Within the TUM Institute for Advanced Study (TUM-IAS) Focus Group on
Clinical Cell Processing and Purification, Busch, Riddell, and colleagues have
pioneered methods to rapidly select defined T cell subsets for clinical
applications. Central memory T cells (TCMs) are of special interest: TCMs can
engraft, expand, and persist long-term, even at very low numbers of transferred
cells. Also, they can be genetically engineered to express novel
antigen-targeting receptors without affecting their in vivo behavior. The first
clinical trials using engineered T cells expressing so-called chimeric antigen
receptors that recognize an antigen on B cell leukemia (anti-CD19-CARs) have
provided outstanding results -- including cases of complete remission of
end-stage, blood-borne malignancies. Encouraging results have also been seen in
clinical trials of adoptive T
cell therapy against chronic infections.
At the same time, the researchers are exploring safeguards that would
allow, in the event of side-effects, selective elimination of the genetically
modified T cells used for therapy. One such safety mechanism has been tested
successfully in pre-clinical animal models and has already been transferred to
human patients. "We put a marker into the T cells, so that we can give an
antibody that binds to the cells that we have engineered but no others,"

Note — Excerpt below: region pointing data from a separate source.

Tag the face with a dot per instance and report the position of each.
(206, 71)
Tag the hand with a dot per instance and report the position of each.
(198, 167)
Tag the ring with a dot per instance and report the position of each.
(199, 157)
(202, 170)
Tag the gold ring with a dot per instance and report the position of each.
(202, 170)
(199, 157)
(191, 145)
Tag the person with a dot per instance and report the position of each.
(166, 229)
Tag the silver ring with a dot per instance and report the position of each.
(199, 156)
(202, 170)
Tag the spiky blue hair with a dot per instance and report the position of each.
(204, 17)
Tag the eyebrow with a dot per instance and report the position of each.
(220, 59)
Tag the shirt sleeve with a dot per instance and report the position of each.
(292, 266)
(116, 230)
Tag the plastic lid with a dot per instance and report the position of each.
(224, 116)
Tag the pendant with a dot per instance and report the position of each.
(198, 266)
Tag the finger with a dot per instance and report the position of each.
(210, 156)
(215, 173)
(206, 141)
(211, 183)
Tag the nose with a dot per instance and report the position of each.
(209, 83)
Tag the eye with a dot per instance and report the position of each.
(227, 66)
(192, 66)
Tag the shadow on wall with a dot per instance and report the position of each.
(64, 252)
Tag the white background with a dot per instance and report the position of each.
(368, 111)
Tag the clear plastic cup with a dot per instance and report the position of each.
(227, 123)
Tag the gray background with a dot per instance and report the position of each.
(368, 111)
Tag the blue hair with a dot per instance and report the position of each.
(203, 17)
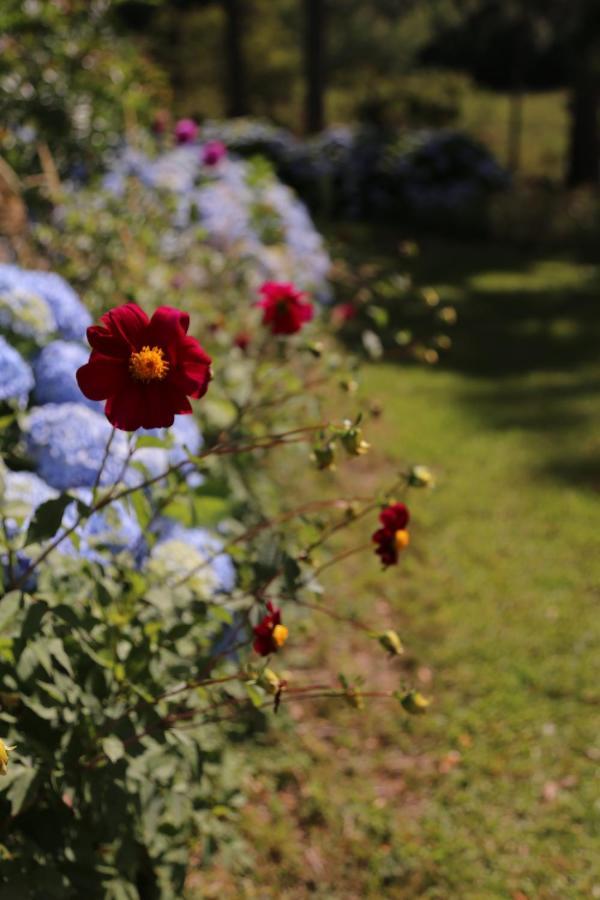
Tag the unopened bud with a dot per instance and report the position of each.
(415, 703)
(448, 315)
(271, 681)
(5, 752)
(351, 440)
(324, 456)
(420, 476)
(390, 641)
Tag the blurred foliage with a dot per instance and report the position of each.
(69, 81)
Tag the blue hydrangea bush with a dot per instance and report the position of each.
(135, 566)
(438, 178)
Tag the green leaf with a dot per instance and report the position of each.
(47, 519)
(255, 695)
(149, 441)
(113, 748)
(21, 789)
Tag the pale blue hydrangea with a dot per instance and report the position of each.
(146, 463)
(16, 377)
(23, 493)
(186, 436)
(67, 442)
(54, 371)
(28, 489)
(206, 546)
(258, 220)
(71, 317)
(25, 314)
(109, 531)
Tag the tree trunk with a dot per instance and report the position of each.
(515, 131)
(236, 80)
(584, 147)
(314, 64)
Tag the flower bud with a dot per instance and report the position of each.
(448, 315)
(324, 456)
(351, 440)
(415, 703)
(5, 751)
(271, 681)
(420, 476)
(390, 641)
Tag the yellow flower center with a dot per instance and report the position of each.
(402, 539)
(148, 364)
(280, 633)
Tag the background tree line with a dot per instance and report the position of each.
(239, 57)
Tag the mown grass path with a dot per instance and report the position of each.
(495, 792)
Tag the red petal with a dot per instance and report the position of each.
(167, 329)
(123, 331)
(102, 377)
(193, 371)
(125, 409)
(162, 402)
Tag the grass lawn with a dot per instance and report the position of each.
(495, 792)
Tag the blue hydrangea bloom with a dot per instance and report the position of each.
(186, 436)
(27, 488)
(205, 544)
(23, 493)
(112, 530)
(67, 442)
(54, 371)
(25, 314)
(16, 377)
(153, 462)
(71, 316)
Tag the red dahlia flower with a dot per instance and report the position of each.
(285, 310)
(269, 634)
(242, 340)
(213, 153)
(392, 537)
(186, 131)
(144, 368)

Busch explains. "If an antibody binds to a cell, then other immune
mechanisms get activated that eliminate it. We call this antibody-mediated cell
toxicity."
The broader goal is to make sure the therapeutic cell products are so
well understood and defined -- and backed up by safety mechanisms -- that the
same approach can be confidently used to treat different patients, on an
individualized basis. "We believe the more defined our cell products are,
the more predictable the clinical outcome will be," Busch says.
Technology developed at TUM helped to launch a spin-off company called
STAGE Cell Therapeutics, which has merged with Seattle-based Juno Therapeutics.
The Munich-based Juno Therapeutics GmbH is the company's European arm.